The benefit adds to the growing list of what you stand to gain from eating more healthy fat. Earlier this year, the Academy of Nutrition and Dietetics urged us to increase heart- and brain-essential omega-3 fats (the equivalent of two to three servings a week of salmon or sardines). And if you're sick of hearing about the fat-filled Mediterranean diet, too bad: A recent trial showed that diets with increased olive oil or nut intake reduced heart trouble. Some research even indicates that good fats can inoculate us against the ill effects of bad ones. In a 2012 UCLA study, people who ate hamburgers topped with avocado saw a smaller spike in triglycerides and inflammatory substances than those who ate burgers without the healthy-fat add-on. 
All this consensus leaves you with an easy-to-follow edict: Eat positively. As in, stop thinking about what to cut out of your life and start focusing on what to add. Fill your diet with unsaturated vegetable oils, nuts, and fish and you naturally keep saturated fats to a minimum, Willett advises. You also crave far fewer refined carbs. 

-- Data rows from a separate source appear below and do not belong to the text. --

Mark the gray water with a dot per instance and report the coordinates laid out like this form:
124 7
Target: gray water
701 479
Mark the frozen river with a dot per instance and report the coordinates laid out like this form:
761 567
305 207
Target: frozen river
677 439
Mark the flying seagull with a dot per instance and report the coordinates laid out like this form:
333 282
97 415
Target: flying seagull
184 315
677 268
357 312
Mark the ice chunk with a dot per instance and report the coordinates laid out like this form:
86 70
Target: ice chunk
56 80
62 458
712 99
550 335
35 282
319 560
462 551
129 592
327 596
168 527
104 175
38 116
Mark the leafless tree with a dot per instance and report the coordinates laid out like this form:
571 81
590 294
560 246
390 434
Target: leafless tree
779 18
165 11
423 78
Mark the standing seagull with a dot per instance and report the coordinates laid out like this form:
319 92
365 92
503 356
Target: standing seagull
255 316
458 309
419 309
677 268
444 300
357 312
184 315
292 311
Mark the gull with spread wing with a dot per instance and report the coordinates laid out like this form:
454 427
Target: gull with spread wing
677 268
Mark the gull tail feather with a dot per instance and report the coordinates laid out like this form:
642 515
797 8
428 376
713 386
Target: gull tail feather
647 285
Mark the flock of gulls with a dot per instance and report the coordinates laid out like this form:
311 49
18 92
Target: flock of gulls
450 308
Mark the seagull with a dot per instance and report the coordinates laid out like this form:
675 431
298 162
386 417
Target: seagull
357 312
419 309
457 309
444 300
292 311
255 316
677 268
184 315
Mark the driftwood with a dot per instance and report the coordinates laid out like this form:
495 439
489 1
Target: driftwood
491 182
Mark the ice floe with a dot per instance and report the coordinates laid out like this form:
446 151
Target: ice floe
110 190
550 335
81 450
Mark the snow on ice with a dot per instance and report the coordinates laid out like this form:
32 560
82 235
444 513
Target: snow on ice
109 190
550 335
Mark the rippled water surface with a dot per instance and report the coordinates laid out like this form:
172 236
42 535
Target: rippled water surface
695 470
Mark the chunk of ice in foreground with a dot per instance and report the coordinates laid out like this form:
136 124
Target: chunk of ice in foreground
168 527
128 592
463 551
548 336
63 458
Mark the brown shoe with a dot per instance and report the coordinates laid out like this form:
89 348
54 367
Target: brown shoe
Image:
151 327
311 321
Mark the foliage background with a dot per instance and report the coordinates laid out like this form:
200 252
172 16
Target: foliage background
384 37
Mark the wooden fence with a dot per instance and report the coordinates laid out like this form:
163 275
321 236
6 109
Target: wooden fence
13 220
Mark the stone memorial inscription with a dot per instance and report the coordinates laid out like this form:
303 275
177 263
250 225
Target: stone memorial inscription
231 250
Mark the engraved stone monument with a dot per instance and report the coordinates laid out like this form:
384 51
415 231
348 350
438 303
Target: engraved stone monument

"Future dietary guidelines will emphasize real food, not individual macronutrients," says Frank Hu, a professor of nutrition and epidemiology at Harvard. He also suggests looking at the big picture because, as the "butter is back" study showed, focusing on one single food can start a crazy-making domino effect. 
Even Fredrik Rosqvist, a doctoral student who coauthored the muffin study, agrees. "Overall diet quality is more important than single nutrients," he says. His own study may have singled out saturated fat as a cause of dangerous ab flab, but the end message echoes what top nutritional minds everywhere are emphasizing: Eat healthy foods, including fats, and the nutrients take care of themselves.